Gawker recently posted an article on “how to tell the difference between a hipster and a gay.” The article was written apparently in response to one reader’s inquiry regarding the latter question, claiming “”hipsterdom has permanently destroyed my gaydar” [revealing very clearly that the reader’s gaydar was not very strong in the first place]. Gawker initially posed the question to a large audience, and then created the article by compiling the ‘best’ answers. Here is what they said:
1. “Usually I go by the old standard: if he makes out with boys, he’s gay. Sadly, the hipsters have ruined THAT theorum as well.” –Colonel Mustard
2. “Gays generally stick to the clears when drinking such as vodka and gin. Straights prefer bourbon and whiskey. Single malt scotch though is the for both groups.” –Regimentkhaki
3. “I’d go with the muscle tone thing. The pretty young gay-boys may want to look like waifs on the outside, but there’s 30 hours a week at David Barton underneath those skinny jeans.” –Lionel Mandrake
4. “Facial hair: mountain-man beard=straight, Olivier Theyskens face-pubes=gay. –beefer
5. “Hairstyle Asymmetricality: over 25%=gay.” –beefer
6. “Eyebrows: Jello Biafra dramatic=straight, Liza Minnelli arches=gay.” –beefer
7. “If they ride fixed gear than it is more than 90% likely that they are straight.” –Frannyincognito
Notice that most of what was said involved arbitrary distinctions of aesthetics and fashion, although I do give credit to answers 1 and 2 for discussing cultural/habitual distinctions, rather than style. Clearly people’s fashions choices indicate their moral lifestyles; their aesthetic choices are used as “social hieroglyphics” for others. Two other aspects of this article stick out to me: firstly, and most saliently, is the complete dominance of men. Why, when speaking about either hipsters or gays, weren’t women included in either group? It boggles the mind. The exclusion of women from both groups demonstrates the sexism that pervades LGBTQ discussions so often. Even the word ‘gay’ is synonymous with both homosexual men and homosexual men and women together, but ‘lesbian’ is never, ever used to refer to men or groups other than women.

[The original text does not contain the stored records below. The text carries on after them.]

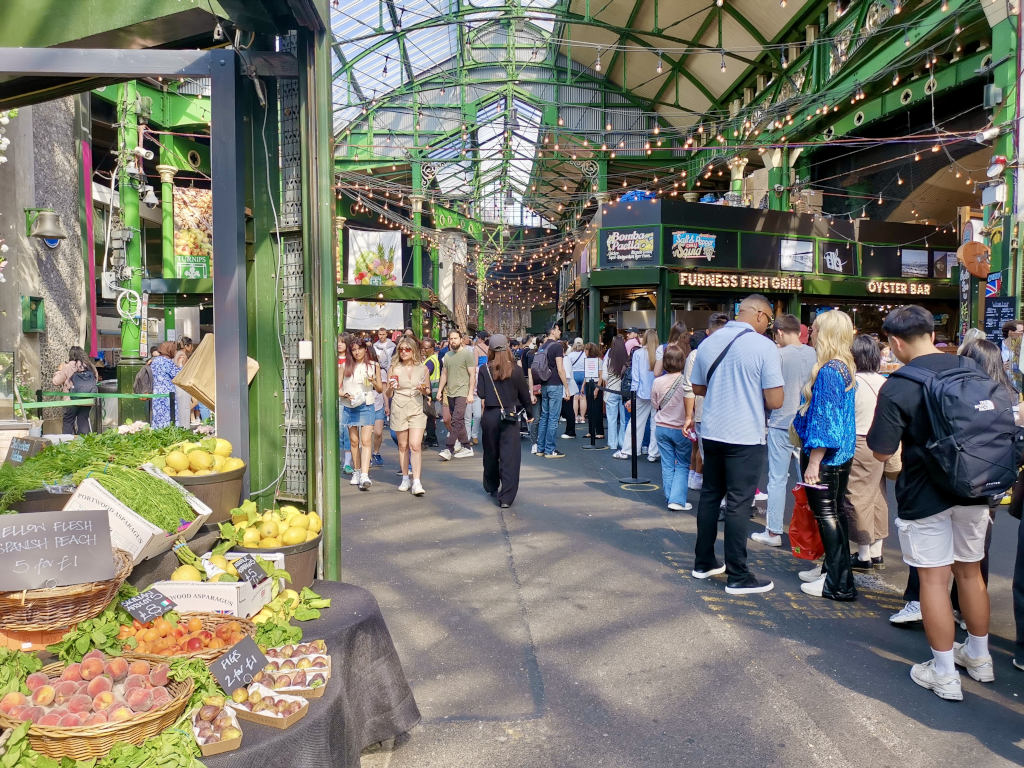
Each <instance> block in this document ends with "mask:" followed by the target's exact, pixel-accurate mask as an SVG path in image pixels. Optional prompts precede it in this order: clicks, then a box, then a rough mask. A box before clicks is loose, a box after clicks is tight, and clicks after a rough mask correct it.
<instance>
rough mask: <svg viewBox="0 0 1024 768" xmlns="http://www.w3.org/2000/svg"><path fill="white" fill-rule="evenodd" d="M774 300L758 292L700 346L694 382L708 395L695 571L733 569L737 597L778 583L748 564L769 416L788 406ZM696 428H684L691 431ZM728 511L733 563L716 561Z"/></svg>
mask: <svg viewBox="0 0 1024 768" xmlns="http://www.w3.org/2000/svg"><path fill="white" fill-rule="evenodd" d="M774 319H775V318H774V315H773V313H772V306H771V303H770V302H769V301H768V299H766V298H765V297H764V296H761V295H760V294H753V295H751V296H748V297H746V298H745V299H743V300H742V301H741V302H740V304H739V311H738V312H737V313H736V319H734V321H732V322H730V323H727V324H726V325H725V327H724V328H722V329H721V330H719V331H718V332H716V333H715V334H714V335H712V336H709V337H708V338H707V339H705V341H703V342H702V343H701V344H700V346H699V347H697V353H696V357H695V359H694V362H693V371H692V373H691V376H690V382H691V384H692V386H693V393H694V394H695V395H702V396H703V398H705V401H703V414H702V417H701V422H700V434H701V441H702V442H703V459H705V469H703V486H702V488H701V490H700V501H699V504H698V506H697V541H696V547H695V558H694V563H693V570H692V574H693V577H694V578H695V579H708V578H710V577H713V575H718V574H720V573H723V572H725V573H726V574H727V579H726V587H725V591H726V592H727V593H728V594H730V595H744V594H752V593H757V592H768V591H769V590H771V589H772V588H773V587H774V585H773V584H772V583H771V582H770V581H767V580H762V579H758V578H757V577H756V575H754V574H753V573H751V571H750V570H749V569H748V567H746V528H748V526H749V523H750V510H751V504H752V503H753V501H754V490H755V488H756V487H757V484H758V481H759V480H760V479H761V474H762V472H763V470H764V467H765V462H766V461H767V457H768V452H767V447H766V428H765V412H766V410H772V409H777V408H781V407H782V403H783V388H782V387H783V383H784V380H783V378H782V364H781V358H780V356H779V352H778V348H777V347H776V346H775V343H774V342H773V341H772V340H771V339H768V338H767V337H765V336H764V333H765V332H766V331H767V330H768V329H769V328H770V327H771V326H772V324H773V323H774ZM690 427H691V425H690V424H687V425H685V426H684V431H688V430H689V428H690ZM723 498H725V500H726V507H725V564H724V565H720V564H719V562H718V560H717V559H716V557H715V540H716V539H717V538H718V515H719V506H720V505H721V503H722V499H723Z"/></svg>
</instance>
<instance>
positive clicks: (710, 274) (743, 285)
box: [679, 272, 804, 293]
mask: <svg viewBox="0 0 1024 768" xmlns="http://www.w3.org/2000/svg"><path fill="white" fill-rule="evenodd" d="M679 285H680V286H683V287H685V288H741V289H743V290H751V291H785V292H793V293H800V292H802V291H803V290H804V279H803V278H790V276H779V275H775V274H742V273H740V272H680V274H679Z"/></svg>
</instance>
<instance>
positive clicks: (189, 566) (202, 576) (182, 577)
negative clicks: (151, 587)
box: [171, 565, 203, 582]
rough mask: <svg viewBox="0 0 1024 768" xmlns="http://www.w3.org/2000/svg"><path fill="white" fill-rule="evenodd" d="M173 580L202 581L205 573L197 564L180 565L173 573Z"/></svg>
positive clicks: (172, 576) (188, 581)
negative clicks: (203, 576)
mask: <svg viewBox="0 0 1024 768" xmlns="http://www.w3.org/2000/svg"><path fill="white" fill-rule="evenodd" d="M171 581H172V582H202V581H203V574H202V573H200V571H199V568H197V567H196V566H195V565H179V566H178V567H176V568H175V569H174V572H173V573H171Z"/></svg>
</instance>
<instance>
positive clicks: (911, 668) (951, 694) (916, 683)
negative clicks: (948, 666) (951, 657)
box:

The second aspect of this article that mismatched along similar lines to the first, is why ostensible ‘hipsters’ and gays are mutually exclusive categories. The entire article bases its premise off trying to find divisions between two groups that are very often one and the same. (Note to the reader: There is no real definition of a ‘hipster,’ but since the article is based on the term I’m going to use it. Here I am using ‘hipster’ to refer to the crowd that otherwise has no positively identifying name – the ‘Modern Hippie,’ if you will. For the purpose of this discussion I am not using ‘hipster’ in its derogatory sense, since no one likes to actually call themselves a hipster. I’m confident you all know the group I’m talking about, even though it’s very hard to articulate in words that go beyond fashion choice.) Why can’t a hipster be gay? Or vice versa? That no one called attention to this logical fallacy, or at least none that Gawker posted about, highlights the very real fact that the LGBTQ community are still wholly considered “The Other,” and therefore not at all integrated into social groups. Gays’ most salient identity is, obviously, their sexuality, and many people seem to think that the idea of someone LGBTQ-identified would ever include themselves in any other group, or look like “Us” (the non-Other), is preposterous. Furthermore, since the lines are supposedly now being blurred, Gawker felt it necessary to provide a place for people to redefine those lines, and put those gays back in their Other group. This article says a lot about where our culture is in the fight against sexism, fashion policing, and identity acceptance.